向井亜紀夫妻が、代理出産でもうけた双子を実子として届ける出生届の受理を求めた裁判で、最高裁は23日受理を認められないとする決定をした。

私の感想は「そりゃそうだよな」である。現在の民法は代理出産を想定しておらず、母子関係は出産によって生じるとある。夫妻は現在の法律を知っていて、リスクは承知の上で、代理出産に踏み切ったはずだ。にも関わらず既成事実を作った上で、その権利を認めろ、と言う態度には私は賛成できない。
反対意見のもう一つはこの訴えが何のためなのか不明だからだ。夫と代理母である米国人女性の間の出生届は問題なく受理されるはずである。双子は日本人である夫の子であるから日本人としての国籍も取得できるし、その後、特別養子縁組を行えば、双子は実子と同様の法的な権利を受けることが出来るので、不利益は何にも発生しないはず。確かに戸籍を見れば「養子」である事は分かるであろうが、記載されているが、それが心情的以外の点で何が不都合なのか。
私自身は「代理出産」に抵抗感があるが、それをしてなお子どもが欲しい、と願った二人の気持ちは理解できるし、その親子関係は全く否定しない。
誰よりも夫妻こそが双子は自分たちの実子であると分かっているはずだ。胸をはって大切に育てていけばいいし、子どもに自信を持って説明すればいい。
法的に実子であるか、生物学的に実子であるか、そして本当の親子であるかは別の問題だと思う。「産みの親より育ての親」と言う言葉があるが、代理出産に限らず、養子縁組によって子をもうけて、立派に親子関係を築いている人もいるのだから…。

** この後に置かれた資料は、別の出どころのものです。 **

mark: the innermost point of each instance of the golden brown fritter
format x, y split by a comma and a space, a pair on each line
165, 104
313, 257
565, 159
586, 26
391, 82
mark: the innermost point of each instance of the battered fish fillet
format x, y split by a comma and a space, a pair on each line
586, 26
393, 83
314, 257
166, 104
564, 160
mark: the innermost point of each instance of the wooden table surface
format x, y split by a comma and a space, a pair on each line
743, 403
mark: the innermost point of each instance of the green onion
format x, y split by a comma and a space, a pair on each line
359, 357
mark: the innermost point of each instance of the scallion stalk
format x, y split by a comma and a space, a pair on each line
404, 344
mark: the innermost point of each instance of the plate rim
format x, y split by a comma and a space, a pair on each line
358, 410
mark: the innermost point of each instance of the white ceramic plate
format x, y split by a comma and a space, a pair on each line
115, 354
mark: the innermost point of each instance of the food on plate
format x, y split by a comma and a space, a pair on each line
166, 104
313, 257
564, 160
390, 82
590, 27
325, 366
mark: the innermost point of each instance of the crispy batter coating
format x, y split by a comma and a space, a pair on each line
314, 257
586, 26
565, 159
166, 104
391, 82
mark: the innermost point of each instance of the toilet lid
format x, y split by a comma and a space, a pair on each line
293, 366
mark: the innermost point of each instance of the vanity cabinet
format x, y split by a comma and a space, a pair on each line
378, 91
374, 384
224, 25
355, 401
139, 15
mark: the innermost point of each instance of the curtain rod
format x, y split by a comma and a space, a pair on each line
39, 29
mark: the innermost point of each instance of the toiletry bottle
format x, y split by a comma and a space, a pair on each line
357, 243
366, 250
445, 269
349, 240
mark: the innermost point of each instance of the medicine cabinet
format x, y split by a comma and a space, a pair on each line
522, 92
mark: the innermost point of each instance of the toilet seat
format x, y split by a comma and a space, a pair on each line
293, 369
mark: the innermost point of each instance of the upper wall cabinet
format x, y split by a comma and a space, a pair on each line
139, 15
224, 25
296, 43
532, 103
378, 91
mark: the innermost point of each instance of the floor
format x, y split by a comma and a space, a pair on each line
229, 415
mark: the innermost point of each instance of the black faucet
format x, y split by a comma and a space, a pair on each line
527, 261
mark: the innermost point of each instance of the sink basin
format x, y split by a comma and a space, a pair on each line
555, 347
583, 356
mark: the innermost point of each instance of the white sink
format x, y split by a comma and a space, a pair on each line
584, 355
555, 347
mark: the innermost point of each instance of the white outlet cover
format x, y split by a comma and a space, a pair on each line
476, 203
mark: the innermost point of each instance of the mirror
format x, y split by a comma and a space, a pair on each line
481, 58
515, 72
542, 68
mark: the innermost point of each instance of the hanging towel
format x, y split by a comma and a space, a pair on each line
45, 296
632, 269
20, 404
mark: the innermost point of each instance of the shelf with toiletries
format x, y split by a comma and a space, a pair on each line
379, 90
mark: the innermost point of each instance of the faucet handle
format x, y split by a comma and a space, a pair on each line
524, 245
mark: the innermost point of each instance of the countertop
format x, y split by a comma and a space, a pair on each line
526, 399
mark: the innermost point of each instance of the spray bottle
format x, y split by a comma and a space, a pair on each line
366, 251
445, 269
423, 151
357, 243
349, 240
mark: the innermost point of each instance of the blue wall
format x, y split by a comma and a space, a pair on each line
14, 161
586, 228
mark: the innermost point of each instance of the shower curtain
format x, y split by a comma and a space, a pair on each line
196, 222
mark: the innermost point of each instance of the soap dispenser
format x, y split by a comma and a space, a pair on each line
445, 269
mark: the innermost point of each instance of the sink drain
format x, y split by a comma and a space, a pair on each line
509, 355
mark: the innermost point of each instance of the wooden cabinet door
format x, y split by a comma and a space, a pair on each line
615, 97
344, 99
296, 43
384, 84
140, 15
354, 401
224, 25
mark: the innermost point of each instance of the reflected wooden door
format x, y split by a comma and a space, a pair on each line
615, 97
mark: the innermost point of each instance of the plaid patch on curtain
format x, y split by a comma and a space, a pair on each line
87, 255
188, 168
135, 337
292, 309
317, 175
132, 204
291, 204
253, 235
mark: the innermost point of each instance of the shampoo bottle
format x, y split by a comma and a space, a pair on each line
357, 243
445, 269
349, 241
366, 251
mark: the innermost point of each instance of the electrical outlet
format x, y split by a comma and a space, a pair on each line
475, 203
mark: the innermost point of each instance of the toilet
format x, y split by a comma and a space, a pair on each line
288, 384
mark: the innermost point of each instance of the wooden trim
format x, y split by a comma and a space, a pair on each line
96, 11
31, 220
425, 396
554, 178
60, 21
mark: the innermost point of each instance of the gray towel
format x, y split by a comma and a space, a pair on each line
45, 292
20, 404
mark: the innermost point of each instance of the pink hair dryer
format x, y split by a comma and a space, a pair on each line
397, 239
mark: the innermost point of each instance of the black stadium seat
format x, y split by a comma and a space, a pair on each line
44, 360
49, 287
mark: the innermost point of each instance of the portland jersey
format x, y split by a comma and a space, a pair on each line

さてさて、繰り返しになるが、私自身は「代理出産」にはやはり抵抗がある。母親以外、あるいは父親以外の卵子や精子を使った人工授精にも。それは現代の医学が可能にした自然にはない行いだからで、自然でないものに恐れを感じるのは生物として当然のことだと思っている。それでも欲しい気持ち、それに踏み切る人、結果として生まれた子どもを愛しく思う親の気持ちは全く否定しないが、科学で可能ならば法でも可能すべき…と言う発想には違和感を感じる。
実際昨年の臓器売買事件で、私たちは臓器移植がビジネスになることを、何となく分かっていながら目をつぶっていたことを、見せつけられてしまった。卵子や精子が、そして代理母がビジネスになることを、なっていることを誰もが分かっているはずである。
だから議論が尽くされていない現時点で、民法が保守的であることは否定されるべきではないし、まだ改正する時機ではないと思う。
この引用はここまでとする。